(1.) In this tenant's appeal directed against the order dismissing his revision for non-compliance of Ss. (1 of Section 29 of the Karnataka Rent Control Act, 1961, what has been vehemently argued for the landlord is that the appellant having given an undertaking before the High court that he would vacate the premises within six months, he is precluded from approaching this court under Article 136 of the Constitution of India. Reliance has been placed on R. N. Gosain v. Yashpal Dhir and it is urged that since law does not permit a person to approbate and reprobate and this principle is founded on the doctrine of election, this petition is liable to be dismissed on this ground.
(2.) Election is a defence available affecting property and "considers that as done which ought to have been done", Halshury's Laws of England, 4th Edn. , Vol. 16, para 1372. It is statutorily recognised by Section 35 of the Transfer of Property Act, 1882. It applies where a person professes to transfer property which he has no right to transfer. Similarly, on the principle that a person may not approbate and reprobate, "a species of estoppel has arisen which seems tobe intermediate between estoppel by record and estoppel in pais. The principle that a person may not approbate and reprobate expresses two propositions: (1 that the person in question, having a choice between two courses of conduct, is to be treated as having made an election from which he cannot resile, and (2 that he will not be regarded, in general at any rate, as having so elected unless he has taken a benefit under or arising out of the course of conduct which he has first pursued and with which his subsequent conduct is inconsistent". Vide Halsbury's Laws of England, 4th Edn Vol. 16, para 1507.

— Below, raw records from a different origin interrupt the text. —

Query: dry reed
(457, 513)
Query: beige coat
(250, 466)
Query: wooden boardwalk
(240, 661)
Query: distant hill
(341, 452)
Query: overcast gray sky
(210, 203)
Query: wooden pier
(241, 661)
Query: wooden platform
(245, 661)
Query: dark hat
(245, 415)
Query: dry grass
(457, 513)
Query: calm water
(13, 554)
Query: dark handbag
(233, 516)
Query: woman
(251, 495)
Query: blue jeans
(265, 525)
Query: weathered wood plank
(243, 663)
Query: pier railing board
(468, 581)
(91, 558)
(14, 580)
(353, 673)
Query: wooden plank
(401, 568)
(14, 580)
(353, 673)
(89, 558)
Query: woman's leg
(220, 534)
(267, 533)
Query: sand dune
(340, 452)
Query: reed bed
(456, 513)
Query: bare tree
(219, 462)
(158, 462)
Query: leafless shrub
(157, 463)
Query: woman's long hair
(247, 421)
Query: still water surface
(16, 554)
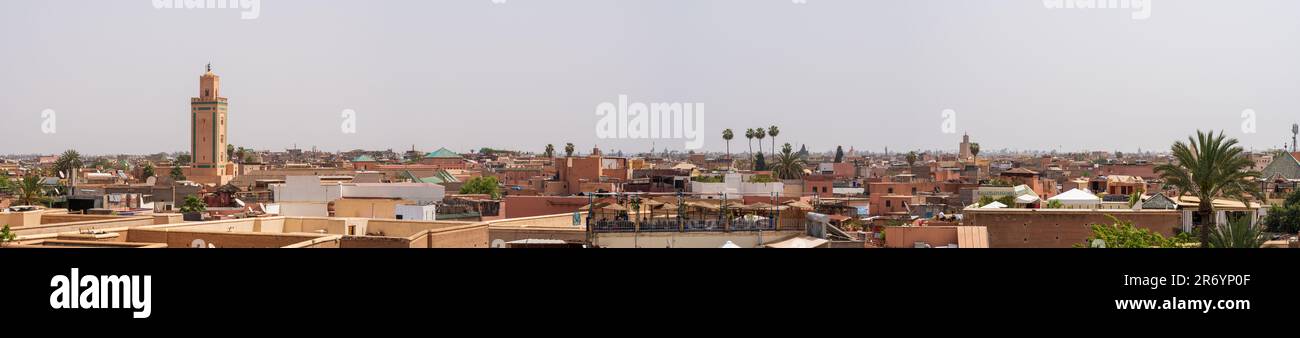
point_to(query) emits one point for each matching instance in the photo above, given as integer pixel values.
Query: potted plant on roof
(193, 208)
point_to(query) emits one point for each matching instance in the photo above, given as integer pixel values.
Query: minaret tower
(208, 133)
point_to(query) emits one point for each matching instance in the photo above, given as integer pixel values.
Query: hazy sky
(471, 73)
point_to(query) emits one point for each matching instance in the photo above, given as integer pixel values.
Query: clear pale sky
(469, 73)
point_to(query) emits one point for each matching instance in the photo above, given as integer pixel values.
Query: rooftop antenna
(1295, 129)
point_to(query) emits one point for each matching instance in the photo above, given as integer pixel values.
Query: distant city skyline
(521, 74)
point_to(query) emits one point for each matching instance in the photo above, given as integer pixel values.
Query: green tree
(482, 185)
(787, 164)
(1006, 200)
(1209, 167)
(749, 134)
(147, 170)
(193, 204)
(1285, 217)
(1238, 233)
(177, 174)
(7, 235)
(772, 131)
(1123, 234)
(727, 137)
(69, 160)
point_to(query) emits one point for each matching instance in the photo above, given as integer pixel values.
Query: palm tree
(30, 190)
(728, 135)
(68, 161)
(1238, 234)
(749, 134)
(772, 131)
(1209, 167)
(177, 174)
(788, 165)
(193, 204)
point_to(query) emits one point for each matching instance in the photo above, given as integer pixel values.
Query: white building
(307, 196)
(428, 212)
(736, 185)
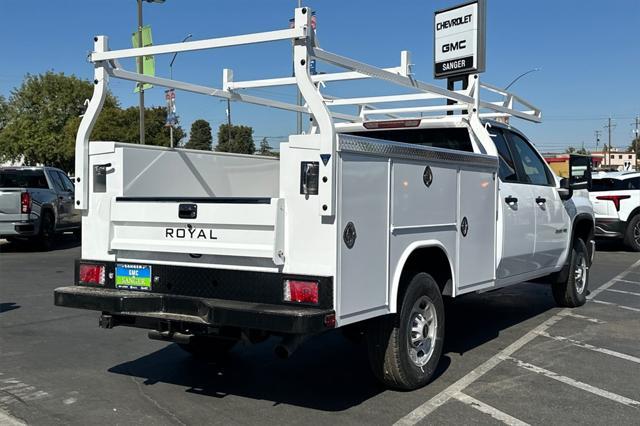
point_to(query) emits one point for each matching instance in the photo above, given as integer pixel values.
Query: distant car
(36, 203)
(616, 203)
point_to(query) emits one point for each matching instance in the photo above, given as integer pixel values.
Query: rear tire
(208, 348)
(632, 233)
(573, 291)
(405, 348)
(46, 236)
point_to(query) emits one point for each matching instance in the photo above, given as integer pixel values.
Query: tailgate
(243, 227)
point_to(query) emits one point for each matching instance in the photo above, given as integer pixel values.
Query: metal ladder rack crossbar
(302, 35)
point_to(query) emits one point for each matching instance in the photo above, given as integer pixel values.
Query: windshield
(23, 179)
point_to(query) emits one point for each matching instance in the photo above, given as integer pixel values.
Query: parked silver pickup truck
(36, 203)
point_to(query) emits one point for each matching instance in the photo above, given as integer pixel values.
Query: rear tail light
(91, 274)
(25, 203)
(301, 291)
(615, 198)
(391, 124)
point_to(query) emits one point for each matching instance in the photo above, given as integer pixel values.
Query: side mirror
(580, 167)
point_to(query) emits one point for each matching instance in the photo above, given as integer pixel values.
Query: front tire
(632, 233)
(573, 292)
(405, 348)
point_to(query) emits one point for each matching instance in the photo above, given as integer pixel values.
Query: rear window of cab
(449, 138)
(23, 179)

(3.) None of these principles apply to an undertaking given by a tenant for vacating the premises within specified time. It is not a transfer of property by a person who has no right to transfer. The doctrine of election cannot be applied to deprive a person of his statutory right to appeal, much less a constitutional right of invoking extraordinary jurisdiction of this court as he having undertaken to vacate the premises was precluded from exercising his right to approach higher court. It is not exercise of option between two remedies open to him but depriving him of his constitutional right which would be contrary to constitutional guarantee and against law. There is no estoppel against statute.